Mientras colocaba la fuente entre los platos de peras dulces picantes, frijoles y calabaza, tortillas y una gran jarra de nequhtli, los ojos de Hoshi’tiwa recorrieron toda la habitación, fijándose en las ardientes antorchas, los tapices de las paredes, las flores en vasijas, los dos hombres que reían mientras sacudían frijoles y movían piedras de color, como dos amigos, hasta Moquihix sonreía, por más que Hoshi’tiwa nunca lo hubiera creído capaz. Los dos vestían túnicas y mantos de algodón de vistosos tintes, y llevaban los cabellos recogidos en la parte superior de la cabeza como los nobles. Hoshi’tiwa se preguntó dónde estarían las mujeres jóvenes a las que había visto en aquel recóndito jardín.

Cuando Hoshi’tiwa enderezaba el cuerpo, una vez liberada de la bandeja, Moquihix levantó la vista y lo que la muchacha vio en sus ojos la desconcertó. Con bastantes más años que el Señor Chacal, profundas líneas marcadas en su rostro y los largos cabellos ya canosos, Moquihix tenía un semblante sombrío las más de las veces. Pero en aquel instante, al clavar su mirada penetrante en Hoshi’tiwa, esta sintió como si algo frío y peligroso la atravesara.
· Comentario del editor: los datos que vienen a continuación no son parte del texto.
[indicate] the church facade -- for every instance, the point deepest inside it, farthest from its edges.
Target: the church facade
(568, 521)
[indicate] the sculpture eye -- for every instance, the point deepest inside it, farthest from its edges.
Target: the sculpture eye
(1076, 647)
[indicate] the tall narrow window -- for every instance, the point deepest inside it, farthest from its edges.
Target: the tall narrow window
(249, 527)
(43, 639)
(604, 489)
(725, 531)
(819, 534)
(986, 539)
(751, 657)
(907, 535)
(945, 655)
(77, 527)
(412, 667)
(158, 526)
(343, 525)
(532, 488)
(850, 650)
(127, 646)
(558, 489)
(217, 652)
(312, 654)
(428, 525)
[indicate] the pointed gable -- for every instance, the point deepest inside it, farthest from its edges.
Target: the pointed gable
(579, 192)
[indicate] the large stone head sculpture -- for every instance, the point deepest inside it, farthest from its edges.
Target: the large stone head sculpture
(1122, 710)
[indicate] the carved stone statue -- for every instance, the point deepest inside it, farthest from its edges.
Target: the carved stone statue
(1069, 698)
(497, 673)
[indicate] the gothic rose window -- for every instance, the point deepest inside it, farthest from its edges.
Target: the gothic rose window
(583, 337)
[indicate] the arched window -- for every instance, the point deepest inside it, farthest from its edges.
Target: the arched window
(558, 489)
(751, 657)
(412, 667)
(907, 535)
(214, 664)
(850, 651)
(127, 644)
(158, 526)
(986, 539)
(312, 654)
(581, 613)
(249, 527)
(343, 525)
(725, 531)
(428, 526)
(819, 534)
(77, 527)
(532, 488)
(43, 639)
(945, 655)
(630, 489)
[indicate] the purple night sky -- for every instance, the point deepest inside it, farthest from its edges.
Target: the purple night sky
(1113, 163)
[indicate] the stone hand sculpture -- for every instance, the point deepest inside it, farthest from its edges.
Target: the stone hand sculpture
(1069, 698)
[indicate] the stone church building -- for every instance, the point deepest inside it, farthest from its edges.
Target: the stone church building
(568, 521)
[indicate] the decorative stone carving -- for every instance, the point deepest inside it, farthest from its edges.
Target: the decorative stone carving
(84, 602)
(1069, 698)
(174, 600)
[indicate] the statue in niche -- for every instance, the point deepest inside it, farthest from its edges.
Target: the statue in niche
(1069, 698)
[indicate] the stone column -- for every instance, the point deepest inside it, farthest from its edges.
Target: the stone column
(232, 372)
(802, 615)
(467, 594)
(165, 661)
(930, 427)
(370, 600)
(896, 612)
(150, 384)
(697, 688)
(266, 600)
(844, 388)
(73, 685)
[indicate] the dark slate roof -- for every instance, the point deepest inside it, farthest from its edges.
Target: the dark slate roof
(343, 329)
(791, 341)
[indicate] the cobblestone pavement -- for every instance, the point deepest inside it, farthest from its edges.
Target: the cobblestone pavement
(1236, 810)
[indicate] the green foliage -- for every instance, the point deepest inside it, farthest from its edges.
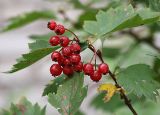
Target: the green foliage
(154, 5)
(139, 80)
(27, 18)
(69, 95)
(144, 108)
(24, 107)
(118, 19)
(113, 105)
(54, 84)
(30, 58)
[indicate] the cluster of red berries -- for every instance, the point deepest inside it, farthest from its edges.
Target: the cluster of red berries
(68, 58)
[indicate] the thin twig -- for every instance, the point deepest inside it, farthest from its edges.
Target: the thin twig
(123, 95)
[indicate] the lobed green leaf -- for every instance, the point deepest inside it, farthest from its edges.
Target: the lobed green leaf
(118, 19)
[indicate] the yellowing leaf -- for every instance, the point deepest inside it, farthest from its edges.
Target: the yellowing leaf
(109, 89)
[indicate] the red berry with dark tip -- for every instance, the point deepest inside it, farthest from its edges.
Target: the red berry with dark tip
(55, 70)
(60, 62)
(75, 58)
(54, 40)
(64, 41)
(76, 48)
(68, 70)
(78, 67)
(59, 29)
(88, 69)
(103, 68)
(56, 56)
(96, 76)
(52, 25)
(67, 62)
(66, 51)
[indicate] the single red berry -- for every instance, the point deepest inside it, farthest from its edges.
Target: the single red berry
(96, 76)
(67, 62)
(56, 56)
(60, 62)
(52, 24)
(76, 48)
(59, 30)
(66, 51)
(54, 40)
(64, 41)
(78, 67)
(75, 58)
(55, 70)
(68, 70)
(88, 69)
(103, 68)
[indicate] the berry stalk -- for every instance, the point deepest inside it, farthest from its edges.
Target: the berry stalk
(127, 101)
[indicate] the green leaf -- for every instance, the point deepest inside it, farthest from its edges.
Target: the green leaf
(118, 19)
(39, 44)
(139, 80)
(69, 96)
(30, 58)
(113, 105)
(54, 84)
(24, 107)
(154, 5)
(27, 18)
(79, 112)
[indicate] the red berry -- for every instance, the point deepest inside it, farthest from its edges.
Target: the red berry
(54, 40)
(68, 70)
(103, 68)
(64, 41)
(52, 24)
(88, 69)
(56, 56)
(75, 58)
(60, 62)
(66, 51)
(59, 30)
(78, 67)
(76, 48)
(55, 70)
(96, 76)
(67, 62)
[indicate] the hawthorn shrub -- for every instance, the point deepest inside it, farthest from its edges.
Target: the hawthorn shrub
(131, 69)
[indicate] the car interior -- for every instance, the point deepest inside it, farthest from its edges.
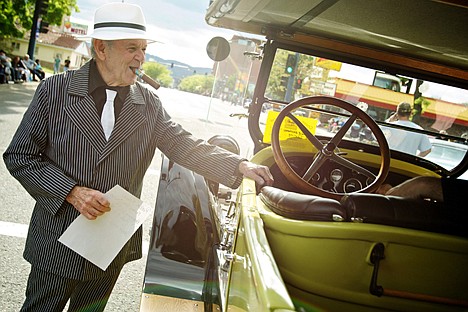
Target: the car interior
(321, 239)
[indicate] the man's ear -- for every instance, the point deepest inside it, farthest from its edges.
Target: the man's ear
(100, 48)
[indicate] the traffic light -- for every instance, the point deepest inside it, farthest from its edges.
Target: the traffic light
(284, 81)
(290, 64)
(42, 6)
(298, 84)
(44, 27)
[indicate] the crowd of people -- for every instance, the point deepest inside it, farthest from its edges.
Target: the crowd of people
(15, 69)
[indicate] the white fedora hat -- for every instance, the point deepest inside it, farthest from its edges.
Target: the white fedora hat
(117, 20)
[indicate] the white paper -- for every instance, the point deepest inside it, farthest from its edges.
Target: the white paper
(100, 240)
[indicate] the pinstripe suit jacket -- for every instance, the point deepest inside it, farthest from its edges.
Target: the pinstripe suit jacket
(60, 143)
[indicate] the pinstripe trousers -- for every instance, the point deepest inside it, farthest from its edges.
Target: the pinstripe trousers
(48, 292)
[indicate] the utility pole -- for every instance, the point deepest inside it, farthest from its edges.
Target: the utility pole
(39, 10)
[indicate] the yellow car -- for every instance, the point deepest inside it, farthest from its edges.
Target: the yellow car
(322, 117)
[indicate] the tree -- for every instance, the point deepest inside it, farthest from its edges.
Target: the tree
(158, 72)
(16, 16)
(201, 84)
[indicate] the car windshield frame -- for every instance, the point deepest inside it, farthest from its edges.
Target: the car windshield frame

Sabía que Moquihix no aprobaba que la hubieran trasladado al edificio principal. Cada vez que la miraba leía eso en sus ojos. «Piensa que deberían haberme matado con Tupa. Piensa que traigo mala suerte». Moquihix la ponía nerviosa. Él era quien de manera rápida y sin decir palabra había hundido el cuchillo en el cuello de Tupa. Moquihix era como una serpiente venenosa, enroscada y vigilante, de la que nadie podía decir cuándo iba a atacar.